Je suis mal aimé.
Je suis mal aimé parce que les mots à mon égard ne sont que critiques : colérique, turbulent, provocateur, superficiel, violent, « c’est l’âge bête », borné, paresseux,…
Parmi les miens, je me sens incompris.
Je voudrais qu’ils me laissent essayer, pas qu’ils me disent quoi faire,
Je voudrais qu’ils me lâchent, pas qu’ils m’abandonnent,
Je voudrais qu’ils me fassent confiance, pas qu’ils renoncent.
Tout cela me heurte. Toute remarque me fait l’effet d’une bombe à l’intérieur de la poitrine. Je ne sais pas comment gérer tout cela. Je souffre mais je ne comprends pas vraiment ce qui se passe en moi, c’est le chaos dans ma tête et dans mon corps.
Est-ce qu’il y a des mots pour ça ? Est-ce que les mots sont réellement utiles ?
J’agis mon mal-être parce que je ne peux pas le penser.
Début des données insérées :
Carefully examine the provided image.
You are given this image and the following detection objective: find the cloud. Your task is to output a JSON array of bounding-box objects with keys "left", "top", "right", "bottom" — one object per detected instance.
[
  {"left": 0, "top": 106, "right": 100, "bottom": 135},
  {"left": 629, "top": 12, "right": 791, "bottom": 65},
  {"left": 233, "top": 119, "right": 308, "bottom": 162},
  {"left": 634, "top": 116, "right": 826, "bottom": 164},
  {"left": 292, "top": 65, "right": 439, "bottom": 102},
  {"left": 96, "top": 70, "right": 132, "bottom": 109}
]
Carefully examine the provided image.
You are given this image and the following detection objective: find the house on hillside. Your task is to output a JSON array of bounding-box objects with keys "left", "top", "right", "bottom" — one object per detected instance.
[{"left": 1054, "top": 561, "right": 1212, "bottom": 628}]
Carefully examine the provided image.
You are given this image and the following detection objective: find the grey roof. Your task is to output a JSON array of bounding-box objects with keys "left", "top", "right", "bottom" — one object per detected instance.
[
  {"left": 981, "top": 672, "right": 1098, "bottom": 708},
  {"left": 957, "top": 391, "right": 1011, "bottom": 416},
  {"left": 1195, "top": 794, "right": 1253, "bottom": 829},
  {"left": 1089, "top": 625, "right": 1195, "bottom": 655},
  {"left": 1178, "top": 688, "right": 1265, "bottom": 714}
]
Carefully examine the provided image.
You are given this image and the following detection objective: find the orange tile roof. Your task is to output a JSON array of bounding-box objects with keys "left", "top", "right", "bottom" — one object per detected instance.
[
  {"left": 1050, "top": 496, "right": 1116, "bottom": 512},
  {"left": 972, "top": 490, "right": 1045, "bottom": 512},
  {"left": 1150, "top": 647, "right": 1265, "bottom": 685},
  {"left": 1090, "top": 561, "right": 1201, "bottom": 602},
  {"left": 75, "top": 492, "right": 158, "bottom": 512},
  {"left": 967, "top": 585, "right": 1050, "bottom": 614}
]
Mes parents ? je les aime mais je ne sais plus comment leur dire. Je crois qu’eux non plus ne savent plus comment me le dire.
Ils me disent que je suis trop superficiel, qu’il faudrait m’accepter comme je suis mais je ne sais pas qui je suis. Alors j’ai besoin d’un groupe pour me définir, pour me différencier. Je cherche des styles avec une identité forte pour montrer qui je suis et qui je ne suis pas. Tout cela est maladroit, je vous l’accorde, mais tout cela m’apparaît indispensable.
Mes refus ne sont vus que comme des obstinations ou des tentatives pour prendre le dessus sur l’adulte. Pourtant, je sens comme un élan de vie en moi qui me dit de m’indigner, de refuser ce qui n’a aucun sens, de m’affirmer pour me définir.
Parfois, j’ai pu dire des mots blessants à certains de mes camarades. Les adultes pensent que je suis un être méchant et hostile alors que je ne voulais que l’approbation du groupe. Je ne voulais pas blesser, seulement être reconnu. J’essayais de faire rire mais je ne sais pas toujours me mettre à la place des autres.
Les adultes disent que je suis fainéant, mais ne savent pas que tout m’épuise, tout prend des proportions démesurées, que tant de choses me préoccupent. Ils ne ressentent pas que notre fatigue n’est pas comparable, que je n’ai pas un corps d’adulte.
Parfois, ils me rappellent les consignes, les règles en espérant que ça s’imprime « as-tu fait tes devoirs ? », « tu dois te coucher tôt ». Je sais tout cela mais je n’y trouve pas de sens et j’ai tellement de mal à me projeter sur du long terme.
On me dit que ça ira mieux plus tard mais maintenant, je souffre. On essaie de me rassurer mais cela ne fait que me renvoyer à mon incompétence.
Dans les repas de famille, on me parle encore comme si j’étais un enfant. J’essaie de prendre part aux discussions des adultes mais on me fait comprendre que je n’y ai pas ma place.
Je ne sais pas ce que je vaux. Les jeux vidéos m’aident à me sentir un héros, à me sentir important, utile. Je suis le super héros que je n’arrive pas à être dans la réalité.
Je veux qu’on m’écoute, qu’on me prenne au sérieux, qu’on accorde de l’importance à ce que je dis.
Pouvez-vous comprendre que je suis aussi un être merveilleux ? Capable de s’intéresser à une infinité de choses ? Capable de vous faire prendre conscience de vos habitudes insensées ? Capable de vous montrer que vous devez encore vous indigner et ne pas baisser les bras ? Capable de témoigner de l’importance de la spontanéité ? Et que nous pouvons aussi vivre les choses avec intensité ?
Je suis une part de vous que vous vous acharnez à étouffer. Cette part qui vous a tant fait souffrir et que vous ne voulez pas revivre à travers moi.
Mais moi, ado, je suis aussi l’élan de vie, de rébellion, de folie dont le monde a tant besoin.